Saturday, 30 August 2014

Outbox.. have you heard???

Outbox apparently is a "novel" service in the US. It is refereed as a "disruptive innovation". Basically, their innovation is that they will open the mail that it was post to you (read it maybe), scan it, and email it to you.
Effectively, the idea behind this is to have your mail delivered to you through email, wherever you are. Of course there is a monthly fee that you need to pay in order to use this service.
There is a huge debate between the founders of Outbox and the postal service in the US regarding this "disruption of the postal service". The following article summarises pretty well the views from both sides [1] and give you a nice inside on what is going on.

This blog post is about the security/privacy of the contents of the postal mail, by also taking under consideration is it is ethical as well, looking into the recipient's and the sender's perspective. It is not intended to discuss/debate if the Outbox idea is an innovation or a disruption of the postal service.
When a letter is sent, you expect it to be read by the intended recipient. In a household of different people (family or sharing) this is always one of the fundamental rules; not to open mail which is not intended for you. Everybody understands and respects that. Even if you know what is it, for example a magazine you are subscribed to (e.g. Time, Fortune, which come in clear packaging) you know it is inappropriate to open it or even ask if you can open it. It is invasion of privacy and inappropriate even if you do ask, becasue you force the other person to feel uncomfortable by asking them if you can open their mail. Bottom line, you must not open and you must not even ask if you can open someone else's postal mail.

Having said the above, I would like you to think about:

The recipient's responsibilities:
  • Do you need to inform your sender's that you are using Outbox, so they can decide themselves if they want to send you a letter or not? We are not talking about what you consider to be junk mail to you or flyer from local restaurants/events. We are talking about genuine mail, which may come from companies, organisations, banks, your friends.
  • What happens if the bank decide to sent you an important unmarked letter and you have set up a rule with Outbox saying "all other mail" to be opened and scanned. So, you have authorised that third-party to open that/those letter(s), and lets assume for a second that this third-party decides to skim you because during the past year he/she has collected enough information about you, to put together how to do it. Practically, it is your fault in this case and the bank should not give you the stolen money back. He is going to be prosecuted for fraud, but it is your practically your fault not taking the security of your personal information and letter's intended to yourself seriously, allowing access to them by third-parties. 

The senders privacy:
  • When you sent a letter, do you want it to be read by someone else that the intended recipient?
  • Does the sender need to know that you are using Outbox before he/she decides to sent you?
  • What happens if the sender's privacy is compromised because you allowed a third-party to read the contents of a letter addressed to you. 
  • What happens if someone (your aunt) decides to sent you a card with $100 bill in it. Does the person you opened the letter is going to keep it? Can you prove there were $100 dollars in the letter? Maybe they deposit it to you, after a 15% handling fee. How would you feel about that?
  • Are you allowed to disclose someone's personal feelings and thoughts to a third-party? How would you feel about this as invasion of privacy?
  • What happens if the sensitive/personal information contained in the letters are posted on the Internet. Your address is there anyway, so you could be easily targeted.

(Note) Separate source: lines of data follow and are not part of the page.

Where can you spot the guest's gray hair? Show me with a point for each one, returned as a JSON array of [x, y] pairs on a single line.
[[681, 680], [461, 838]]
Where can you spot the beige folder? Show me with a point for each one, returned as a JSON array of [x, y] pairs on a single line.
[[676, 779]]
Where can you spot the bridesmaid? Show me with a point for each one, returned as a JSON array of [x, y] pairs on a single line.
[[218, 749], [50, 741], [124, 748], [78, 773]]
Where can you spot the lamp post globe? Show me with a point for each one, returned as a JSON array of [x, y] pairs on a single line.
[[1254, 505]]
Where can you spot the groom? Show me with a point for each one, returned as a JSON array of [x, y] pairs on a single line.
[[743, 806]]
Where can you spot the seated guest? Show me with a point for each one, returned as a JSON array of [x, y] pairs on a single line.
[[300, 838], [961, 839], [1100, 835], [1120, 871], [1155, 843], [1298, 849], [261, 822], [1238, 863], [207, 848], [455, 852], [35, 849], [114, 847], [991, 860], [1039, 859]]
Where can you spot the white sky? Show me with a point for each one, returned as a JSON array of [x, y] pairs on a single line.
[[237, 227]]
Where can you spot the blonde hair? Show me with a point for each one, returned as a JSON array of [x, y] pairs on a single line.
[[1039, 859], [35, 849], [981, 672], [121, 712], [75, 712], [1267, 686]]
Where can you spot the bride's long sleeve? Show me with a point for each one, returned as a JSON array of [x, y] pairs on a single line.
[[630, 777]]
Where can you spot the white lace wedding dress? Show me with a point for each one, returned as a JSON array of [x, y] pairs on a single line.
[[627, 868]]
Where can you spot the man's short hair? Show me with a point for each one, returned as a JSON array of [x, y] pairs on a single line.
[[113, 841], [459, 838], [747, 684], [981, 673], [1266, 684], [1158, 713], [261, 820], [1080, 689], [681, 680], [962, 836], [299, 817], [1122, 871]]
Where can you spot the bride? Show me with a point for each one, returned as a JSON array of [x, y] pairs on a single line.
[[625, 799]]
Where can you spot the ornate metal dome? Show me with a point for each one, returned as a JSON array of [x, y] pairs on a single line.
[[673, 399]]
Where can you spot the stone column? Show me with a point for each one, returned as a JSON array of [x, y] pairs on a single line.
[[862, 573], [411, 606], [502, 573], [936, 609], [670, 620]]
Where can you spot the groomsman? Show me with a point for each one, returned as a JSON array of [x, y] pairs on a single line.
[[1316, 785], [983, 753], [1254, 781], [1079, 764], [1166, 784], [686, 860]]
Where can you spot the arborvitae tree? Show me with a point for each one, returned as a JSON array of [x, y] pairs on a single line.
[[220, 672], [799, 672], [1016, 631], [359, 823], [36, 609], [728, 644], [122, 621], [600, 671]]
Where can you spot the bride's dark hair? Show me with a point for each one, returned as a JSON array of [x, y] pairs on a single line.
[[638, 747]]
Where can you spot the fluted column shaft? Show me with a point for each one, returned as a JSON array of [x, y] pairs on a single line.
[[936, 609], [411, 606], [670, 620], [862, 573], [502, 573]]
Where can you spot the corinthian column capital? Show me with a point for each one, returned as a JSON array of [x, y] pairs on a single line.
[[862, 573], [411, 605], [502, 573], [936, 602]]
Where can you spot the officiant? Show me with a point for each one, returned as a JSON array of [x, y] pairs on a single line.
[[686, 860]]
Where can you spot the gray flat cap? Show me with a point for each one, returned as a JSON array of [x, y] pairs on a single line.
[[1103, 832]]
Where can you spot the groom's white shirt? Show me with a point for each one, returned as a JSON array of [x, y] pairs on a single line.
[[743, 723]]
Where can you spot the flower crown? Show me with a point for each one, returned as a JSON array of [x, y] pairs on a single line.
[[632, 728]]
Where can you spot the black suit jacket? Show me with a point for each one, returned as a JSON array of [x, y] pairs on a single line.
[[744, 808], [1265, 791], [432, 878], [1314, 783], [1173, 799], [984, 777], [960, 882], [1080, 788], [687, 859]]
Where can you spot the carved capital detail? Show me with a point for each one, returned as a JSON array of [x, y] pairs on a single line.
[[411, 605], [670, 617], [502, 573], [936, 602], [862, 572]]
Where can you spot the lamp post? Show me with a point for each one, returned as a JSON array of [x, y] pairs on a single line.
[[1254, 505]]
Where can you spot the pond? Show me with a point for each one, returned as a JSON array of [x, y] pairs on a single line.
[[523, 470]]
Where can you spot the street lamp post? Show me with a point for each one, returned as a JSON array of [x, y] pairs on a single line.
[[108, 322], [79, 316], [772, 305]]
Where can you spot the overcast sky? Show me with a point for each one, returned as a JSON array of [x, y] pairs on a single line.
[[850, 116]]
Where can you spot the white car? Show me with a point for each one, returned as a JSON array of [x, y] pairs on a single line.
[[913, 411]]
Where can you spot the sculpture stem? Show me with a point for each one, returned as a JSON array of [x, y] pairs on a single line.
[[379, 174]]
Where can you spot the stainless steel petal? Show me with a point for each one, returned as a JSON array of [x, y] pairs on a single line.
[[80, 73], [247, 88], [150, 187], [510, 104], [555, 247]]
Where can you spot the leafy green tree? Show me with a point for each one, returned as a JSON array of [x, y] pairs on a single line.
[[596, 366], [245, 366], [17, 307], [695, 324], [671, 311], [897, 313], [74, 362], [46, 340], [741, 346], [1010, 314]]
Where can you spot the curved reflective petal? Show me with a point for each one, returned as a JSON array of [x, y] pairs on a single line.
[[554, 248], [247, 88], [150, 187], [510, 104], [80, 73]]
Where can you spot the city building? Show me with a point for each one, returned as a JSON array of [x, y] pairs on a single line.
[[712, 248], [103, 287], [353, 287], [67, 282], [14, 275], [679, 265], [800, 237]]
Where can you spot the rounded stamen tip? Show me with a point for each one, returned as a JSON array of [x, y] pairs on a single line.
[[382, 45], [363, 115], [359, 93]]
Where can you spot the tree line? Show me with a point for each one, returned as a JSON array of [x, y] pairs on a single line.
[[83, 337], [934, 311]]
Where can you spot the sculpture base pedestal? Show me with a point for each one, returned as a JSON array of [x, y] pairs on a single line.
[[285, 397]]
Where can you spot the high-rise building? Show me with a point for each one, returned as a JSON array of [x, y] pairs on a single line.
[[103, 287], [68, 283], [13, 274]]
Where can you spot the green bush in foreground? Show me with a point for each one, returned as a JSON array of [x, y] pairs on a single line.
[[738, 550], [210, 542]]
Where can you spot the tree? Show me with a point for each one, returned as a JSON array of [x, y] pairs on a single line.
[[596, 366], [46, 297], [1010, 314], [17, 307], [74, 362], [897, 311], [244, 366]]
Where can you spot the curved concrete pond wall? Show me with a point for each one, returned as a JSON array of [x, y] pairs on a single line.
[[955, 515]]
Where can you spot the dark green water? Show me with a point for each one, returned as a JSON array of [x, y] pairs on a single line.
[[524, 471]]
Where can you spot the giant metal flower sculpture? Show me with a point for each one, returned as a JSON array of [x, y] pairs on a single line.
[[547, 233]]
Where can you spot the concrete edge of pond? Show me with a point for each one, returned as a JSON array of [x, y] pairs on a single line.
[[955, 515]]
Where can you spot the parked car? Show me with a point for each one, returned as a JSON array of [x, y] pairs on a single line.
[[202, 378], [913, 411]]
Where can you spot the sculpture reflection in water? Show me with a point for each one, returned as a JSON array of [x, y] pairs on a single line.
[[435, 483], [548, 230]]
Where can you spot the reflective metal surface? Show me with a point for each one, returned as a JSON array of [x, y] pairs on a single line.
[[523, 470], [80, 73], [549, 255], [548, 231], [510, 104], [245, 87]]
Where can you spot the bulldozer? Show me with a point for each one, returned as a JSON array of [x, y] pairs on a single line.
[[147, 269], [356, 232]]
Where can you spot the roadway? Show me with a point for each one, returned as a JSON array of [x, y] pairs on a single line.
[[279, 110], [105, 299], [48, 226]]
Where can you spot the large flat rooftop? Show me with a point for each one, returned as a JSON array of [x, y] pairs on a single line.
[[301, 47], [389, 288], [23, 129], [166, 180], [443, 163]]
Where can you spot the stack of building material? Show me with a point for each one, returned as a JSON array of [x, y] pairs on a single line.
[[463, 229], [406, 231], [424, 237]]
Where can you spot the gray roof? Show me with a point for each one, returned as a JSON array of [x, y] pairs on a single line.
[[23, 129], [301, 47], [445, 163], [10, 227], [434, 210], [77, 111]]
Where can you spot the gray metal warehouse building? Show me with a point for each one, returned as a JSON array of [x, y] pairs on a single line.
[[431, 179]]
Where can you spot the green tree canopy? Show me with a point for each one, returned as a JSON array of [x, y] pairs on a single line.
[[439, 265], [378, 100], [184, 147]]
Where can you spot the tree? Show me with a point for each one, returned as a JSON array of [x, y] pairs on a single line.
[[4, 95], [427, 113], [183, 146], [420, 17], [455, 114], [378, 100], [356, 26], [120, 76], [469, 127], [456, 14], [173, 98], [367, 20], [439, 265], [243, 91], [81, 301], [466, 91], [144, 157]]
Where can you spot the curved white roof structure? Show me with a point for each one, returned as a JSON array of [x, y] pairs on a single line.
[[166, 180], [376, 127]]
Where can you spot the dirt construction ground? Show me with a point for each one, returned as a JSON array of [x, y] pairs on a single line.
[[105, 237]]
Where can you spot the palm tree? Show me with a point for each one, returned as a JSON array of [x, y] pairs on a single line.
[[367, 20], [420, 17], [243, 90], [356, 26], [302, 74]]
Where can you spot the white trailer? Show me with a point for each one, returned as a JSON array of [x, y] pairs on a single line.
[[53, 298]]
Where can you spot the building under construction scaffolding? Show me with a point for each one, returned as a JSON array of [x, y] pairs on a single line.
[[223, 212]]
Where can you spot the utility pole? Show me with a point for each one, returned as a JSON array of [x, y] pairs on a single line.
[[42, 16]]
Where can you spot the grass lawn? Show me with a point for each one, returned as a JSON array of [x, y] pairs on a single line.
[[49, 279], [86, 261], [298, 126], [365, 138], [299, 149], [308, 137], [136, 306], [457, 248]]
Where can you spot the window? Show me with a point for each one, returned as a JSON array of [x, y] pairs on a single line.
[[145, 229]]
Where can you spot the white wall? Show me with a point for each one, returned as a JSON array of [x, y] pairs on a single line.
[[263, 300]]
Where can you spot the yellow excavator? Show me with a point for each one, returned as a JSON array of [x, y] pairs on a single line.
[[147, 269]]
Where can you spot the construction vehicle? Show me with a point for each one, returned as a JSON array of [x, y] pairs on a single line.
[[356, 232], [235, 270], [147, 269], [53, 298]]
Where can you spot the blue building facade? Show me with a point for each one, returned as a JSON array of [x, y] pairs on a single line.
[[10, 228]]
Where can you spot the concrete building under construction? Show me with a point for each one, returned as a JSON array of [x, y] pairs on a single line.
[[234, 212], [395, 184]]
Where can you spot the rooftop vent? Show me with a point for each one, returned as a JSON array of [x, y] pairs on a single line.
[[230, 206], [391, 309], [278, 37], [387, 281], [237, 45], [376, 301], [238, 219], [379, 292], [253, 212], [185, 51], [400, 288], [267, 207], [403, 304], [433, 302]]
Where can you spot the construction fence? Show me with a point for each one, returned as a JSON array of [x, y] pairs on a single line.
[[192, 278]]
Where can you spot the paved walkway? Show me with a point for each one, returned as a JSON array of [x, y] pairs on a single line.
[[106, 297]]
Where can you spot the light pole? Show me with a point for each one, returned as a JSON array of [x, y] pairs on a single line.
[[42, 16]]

Can you prove who did this? Good luck if you believe you can. 

Outbox responsibility for Data protection:
  • Mail being scanned will be emailed to you. Will Outbox keep a copy of it in their data centre?
  • What happens, if they get hacked? Will they be responsible for any personal data of yours leaked to the public and compensate you?
  • What stops them to sell the sensitive information to advertisers, and generally to third parties?
  • Some will say that the agreement is not to sell the info, but none can stop what happened with WhatsApp. They were Facebook and people's phone-numbers belong to them now. So, what happens if Outbos is bought by Google, will Google own all your sensitive information which you tried to keep off-line for so long? 

Other Considerations:
  • Who is responsible for loosing the mail? What if the postal service puts it in the Outbox box outside your house and Outbox collection service looses? Do you think you will be able to win the fight between Outbox and the postal service in order to get compensated?

I do believe that one can find even more reasons to list on how the recepient's/sender's security, privacy and ethics are being affected here. Once again, this is not to discuss if the idea of digitalisation of postal mail is innovative or disruptive; it is only intended to discuss the security, privacy and ethics involved in the way it is being sold and marketed at this stage. Looking forward to hear people's thoughts.